Ira terdiam seribu bahasa, permintaan yang mustahil menurutnya, toh selama ini dia memilih untuk mengakhiri hubungan dengan Ryan karena dia telah memilih untuk mengikuti kemauan orang tuanya.

“Afwan akh, ana tidak bisa mengabulkan permintaan tersebut, huff..” Ira menghela nafas sejenak, kemudian dia melanjutkan,

“Baiklah akh, sekarang ana akan berterus terang kepada akhi. Ada satu hal yang selama ini belum ana ceritakan ke akhi, ana menunggu saat yang tepat untuk menceritakannya dan ana rasa inilah saat yang tepat. Akh.. mungkin akhi tahu bahwa sekitar 2,5 tahun yang lalu, kakak ana yakni mas Rudi telah melaksanakan sunah Rasulullah tuk menikah, tahukah akhi bahwa abi dan umi hingga saat ini sama sekali gak pernah ridho atas pernikahan tersebut, bahkan ana melihat sendiri bagaimana ekspresi wajah abi dan umi yang seharusnya bahagia seperti orang tua lainnya saat menikahkan anaknya, namun tidak sama sekali akh. Mereka sama sekali tidak bahagia, bahkan abi sempat sakit-sakitan karena hal tersebut, walaupun afwan ana tidak bisa memberitahukan kepada akhi mengapa abi dan umi tidak ridho atas pernikahan tersebut. Sejak saat itu ana berazzam untuk tidak melakukan apa yang telah dilakukan oleh kakak kepada abi dan umi. Ana bertekad saat pernikahan ana nanti, abi dan umi harus bahagia, untuk itu ana berusaha untuk iklash menikah dengan calon suami yang diridhoi oleh abi dan umi, yang terpenting bagi ana, abi dan umi bahagia. Meski ana harus mengorbankan perasaan dan kebahagiaan ana. Semoga akhi bisa mengerti.”

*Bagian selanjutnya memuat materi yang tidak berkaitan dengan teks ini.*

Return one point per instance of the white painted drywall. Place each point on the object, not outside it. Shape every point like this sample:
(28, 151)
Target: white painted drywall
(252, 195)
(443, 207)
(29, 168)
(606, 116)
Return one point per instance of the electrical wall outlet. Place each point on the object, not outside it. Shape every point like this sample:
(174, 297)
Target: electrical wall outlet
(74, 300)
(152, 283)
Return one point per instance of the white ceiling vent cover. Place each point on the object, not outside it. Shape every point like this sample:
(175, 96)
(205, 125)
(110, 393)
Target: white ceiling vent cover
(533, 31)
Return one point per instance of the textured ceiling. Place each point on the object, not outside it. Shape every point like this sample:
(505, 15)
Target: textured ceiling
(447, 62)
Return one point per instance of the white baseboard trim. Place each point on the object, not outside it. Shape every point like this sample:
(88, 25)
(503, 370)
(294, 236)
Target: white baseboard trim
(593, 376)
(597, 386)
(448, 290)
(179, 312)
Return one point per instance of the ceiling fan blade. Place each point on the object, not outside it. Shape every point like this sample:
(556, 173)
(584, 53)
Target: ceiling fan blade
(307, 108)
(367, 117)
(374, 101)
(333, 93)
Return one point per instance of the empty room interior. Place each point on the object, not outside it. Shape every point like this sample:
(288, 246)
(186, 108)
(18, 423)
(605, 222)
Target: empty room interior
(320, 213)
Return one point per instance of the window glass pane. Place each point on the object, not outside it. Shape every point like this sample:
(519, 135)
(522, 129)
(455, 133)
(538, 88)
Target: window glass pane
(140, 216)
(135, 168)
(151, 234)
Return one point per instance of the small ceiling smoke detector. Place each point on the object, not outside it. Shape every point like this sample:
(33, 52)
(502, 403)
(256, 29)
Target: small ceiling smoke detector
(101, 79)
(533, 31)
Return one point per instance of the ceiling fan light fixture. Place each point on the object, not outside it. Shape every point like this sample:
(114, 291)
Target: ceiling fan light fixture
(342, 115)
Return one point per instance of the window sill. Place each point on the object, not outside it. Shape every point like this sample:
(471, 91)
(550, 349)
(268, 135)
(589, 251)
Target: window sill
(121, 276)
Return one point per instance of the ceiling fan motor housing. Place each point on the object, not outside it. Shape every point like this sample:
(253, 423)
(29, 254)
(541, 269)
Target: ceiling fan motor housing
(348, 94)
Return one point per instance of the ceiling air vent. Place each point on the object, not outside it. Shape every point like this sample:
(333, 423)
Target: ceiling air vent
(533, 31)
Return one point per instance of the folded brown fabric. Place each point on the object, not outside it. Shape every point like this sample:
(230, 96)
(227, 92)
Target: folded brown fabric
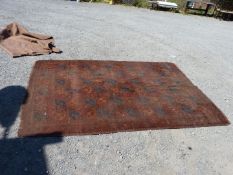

Ryan tak memberikan respon apapun, dia tidak mampu berkata-kata lagi. Batinnya galau dan nelangsa menyaksikan kekasih hatinya harus berkorban dengan cara yang demikian.

***

Malam harinya Ryan bertandang ke rumah Murrabinya yakni Ustadz Andi, untuk bersilahturahim sekaligus menumpahkan keluh kesahnya kepada ustadznya tersebut.

Sesampai disana Ryan menceritakan kepada Ustadz Andi mengenai pesan pendek yang diperolehnya dari Ira tadi Siang.

“Jadi apa yang ingin kamu lakukan sekarang?” Tanya Ustadz Andi

“Ana tidak tahu, mau tidak mau ana harus menerima ini, jika memang ini yang telah digariskan Allah”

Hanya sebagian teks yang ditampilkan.